— А ежели хорошенько хватить по ней кнутовищем, не треснет?
— Зазвенит, что колокол.
— А если кулаком?
— Кулак заболит.
— А коли ахнуть дубиной?
— По макитре — дубиной?!
Толстяк замялся:
— Жинка, вишь, у меня в Киеве до того прытка, не разбирает: что попадет под горячую руку, тем и запустит, тем и грохнет. По макитре так по макитре. По голове так по голове.
— Строгая, — подбрасывая в руке щербатый горшочек, неласково усмехнулась Лукия.
— Зато весело: жинка в меня запустит кринкой. Попадет — радуется. Не попадет — радуюсь я… — И, помолчав, опять спросил: — Так что ж, ежели палкой, треснет? Вот эта макитра?
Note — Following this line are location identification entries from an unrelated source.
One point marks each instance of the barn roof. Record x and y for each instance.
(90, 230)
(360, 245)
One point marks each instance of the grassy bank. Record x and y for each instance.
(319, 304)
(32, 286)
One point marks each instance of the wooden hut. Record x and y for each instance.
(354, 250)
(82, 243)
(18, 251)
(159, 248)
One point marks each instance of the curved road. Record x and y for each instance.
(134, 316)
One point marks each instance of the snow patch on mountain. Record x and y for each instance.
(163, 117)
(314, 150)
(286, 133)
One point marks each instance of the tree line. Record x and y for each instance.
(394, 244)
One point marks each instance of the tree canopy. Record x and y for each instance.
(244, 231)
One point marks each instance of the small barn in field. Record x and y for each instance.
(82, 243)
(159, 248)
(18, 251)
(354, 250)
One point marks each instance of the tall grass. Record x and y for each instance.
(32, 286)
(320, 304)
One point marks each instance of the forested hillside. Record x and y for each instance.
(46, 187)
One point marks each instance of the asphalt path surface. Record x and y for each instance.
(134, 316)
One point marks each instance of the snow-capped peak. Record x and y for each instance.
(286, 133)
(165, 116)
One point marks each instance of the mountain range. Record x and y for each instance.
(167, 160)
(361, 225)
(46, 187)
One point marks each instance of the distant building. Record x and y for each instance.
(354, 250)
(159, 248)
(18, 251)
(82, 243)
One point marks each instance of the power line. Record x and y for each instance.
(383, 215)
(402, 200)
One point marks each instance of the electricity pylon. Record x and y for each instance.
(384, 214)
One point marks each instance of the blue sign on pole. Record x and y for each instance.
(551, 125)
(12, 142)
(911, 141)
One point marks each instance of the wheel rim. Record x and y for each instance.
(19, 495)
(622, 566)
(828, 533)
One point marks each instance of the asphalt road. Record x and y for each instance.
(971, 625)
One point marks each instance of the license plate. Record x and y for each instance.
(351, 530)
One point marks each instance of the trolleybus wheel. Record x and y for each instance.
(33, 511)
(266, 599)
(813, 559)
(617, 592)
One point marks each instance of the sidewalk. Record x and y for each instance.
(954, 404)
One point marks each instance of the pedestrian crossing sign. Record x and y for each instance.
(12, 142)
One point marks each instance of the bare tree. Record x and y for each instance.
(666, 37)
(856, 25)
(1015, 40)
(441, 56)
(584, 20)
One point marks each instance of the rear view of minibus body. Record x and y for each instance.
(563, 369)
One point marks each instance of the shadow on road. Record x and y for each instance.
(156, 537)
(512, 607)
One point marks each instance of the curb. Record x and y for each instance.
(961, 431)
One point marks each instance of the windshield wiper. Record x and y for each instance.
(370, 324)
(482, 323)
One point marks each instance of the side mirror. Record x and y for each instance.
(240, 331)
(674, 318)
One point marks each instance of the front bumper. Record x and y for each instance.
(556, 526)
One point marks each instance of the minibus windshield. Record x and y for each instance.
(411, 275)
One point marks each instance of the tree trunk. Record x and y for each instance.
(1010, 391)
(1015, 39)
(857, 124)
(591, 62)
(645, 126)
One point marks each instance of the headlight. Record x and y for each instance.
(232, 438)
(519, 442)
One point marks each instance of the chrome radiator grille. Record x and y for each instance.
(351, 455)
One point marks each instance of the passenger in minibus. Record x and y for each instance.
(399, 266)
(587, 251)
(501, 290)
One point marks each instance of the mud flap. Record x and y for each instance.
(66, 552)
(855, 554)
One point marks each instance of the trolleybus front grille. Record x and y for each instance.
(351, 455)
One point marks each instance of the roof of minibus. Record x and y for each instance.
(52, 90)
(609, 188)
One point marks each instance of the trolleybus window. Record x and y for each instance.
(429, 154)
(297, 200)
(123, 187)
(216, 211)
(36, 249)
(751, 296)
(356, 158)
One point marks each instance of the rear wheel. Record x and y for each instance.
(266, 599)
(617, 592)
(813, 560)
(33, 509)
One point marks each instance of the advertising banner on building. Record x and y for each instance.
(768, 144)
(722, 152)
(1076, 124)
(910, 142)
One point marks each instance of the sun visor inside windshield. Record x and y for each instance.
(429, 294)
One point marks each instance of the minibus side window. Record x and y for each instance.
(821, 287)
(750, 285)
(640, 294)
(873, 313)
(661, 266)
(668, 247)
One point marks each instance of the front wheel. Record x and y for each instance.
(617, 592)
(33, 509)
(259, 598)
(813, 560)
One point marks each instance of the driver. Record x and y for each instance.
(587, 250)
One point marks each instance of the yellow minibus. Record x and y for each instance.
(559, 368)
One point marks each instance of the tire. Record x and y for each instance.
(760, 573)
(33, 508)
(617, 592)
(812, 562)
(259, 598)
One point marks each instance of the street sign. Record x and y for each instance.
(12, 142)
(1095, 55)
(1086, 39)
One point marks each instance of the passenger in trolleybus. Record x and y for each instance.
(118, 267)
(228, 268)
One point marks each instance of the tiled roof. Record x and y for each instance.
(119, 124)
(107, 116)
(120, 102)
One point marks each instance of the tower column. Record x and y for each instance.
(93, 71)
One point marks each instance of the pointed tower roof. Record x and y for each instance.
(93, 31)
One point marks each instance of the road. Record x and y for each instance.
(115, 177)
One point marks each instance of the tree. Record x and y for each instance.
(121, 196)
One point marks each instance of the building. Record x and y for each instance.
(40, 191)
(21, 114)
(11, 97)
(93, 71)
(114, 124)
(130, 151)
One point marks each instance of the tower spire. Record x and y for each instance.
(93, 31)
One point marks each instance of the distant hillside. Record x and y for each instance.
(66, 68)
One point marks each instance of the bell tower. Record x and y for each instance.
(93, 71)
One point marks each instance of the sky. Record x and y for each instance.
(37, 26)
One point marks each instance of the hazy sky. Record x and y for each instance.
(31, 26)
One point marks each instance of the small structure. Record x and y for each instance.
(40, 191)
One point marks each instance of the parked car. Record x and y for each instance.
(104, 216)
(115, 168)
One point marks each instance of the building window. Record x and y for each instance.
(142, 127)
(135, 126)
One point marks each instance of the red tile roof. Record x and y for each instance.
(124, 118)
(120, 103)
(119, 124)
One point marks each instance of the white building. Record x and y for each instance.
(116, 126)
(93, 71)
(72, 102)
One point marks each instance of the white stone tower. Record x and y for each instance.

Треснет она или не треснет?
— Треснет, дяденька, — грустно призналась Лукия.
— Это плохо, сердце мое.
— Плохо, дяденька.
— А такой, чтоб не треснула, нет у тебя?
— Нету.
— А мне надо, — почесал затылок толстяк.
— Поищите еще где, — с недобрым взглядом, недвусмысленно играя щербатым горшочком, посоветовала дочь гончара.
— Найду ли?
— Мне хочется, — рассердилась наконец Лукия, — попробовать: треснет ли этот горшочек, если я запущу его кому-нибудь в голову? — И прибавила: — Дома вы, дяденька, сами говорите, тюфяк тюфяком… но почему ж вы здесь такой настырный?
— Потому, что из духовного звания, — ответил дяденька так, словно это была обычная шутка, которую он повторял уже не раз. — Я из духовного звания.
— Как это? — удивилась Лукия.
— У попа гречку молотил прошлым летом! — отвечал толстяк без тени улыбки и с такой непринужденностью, как это умеют разве что штукари да лицедеи, привыкшие смешить людей даже тогда, когда им самим бывает не больно весело, и только этим он и разнился от пана Пампушки, коему бог не дал ни крохи юмора. — И отчего ты такая сердитая? — И шевельнул редким щетинистым усом. — Не оттого ли ты и худющая, что не в меру злющая?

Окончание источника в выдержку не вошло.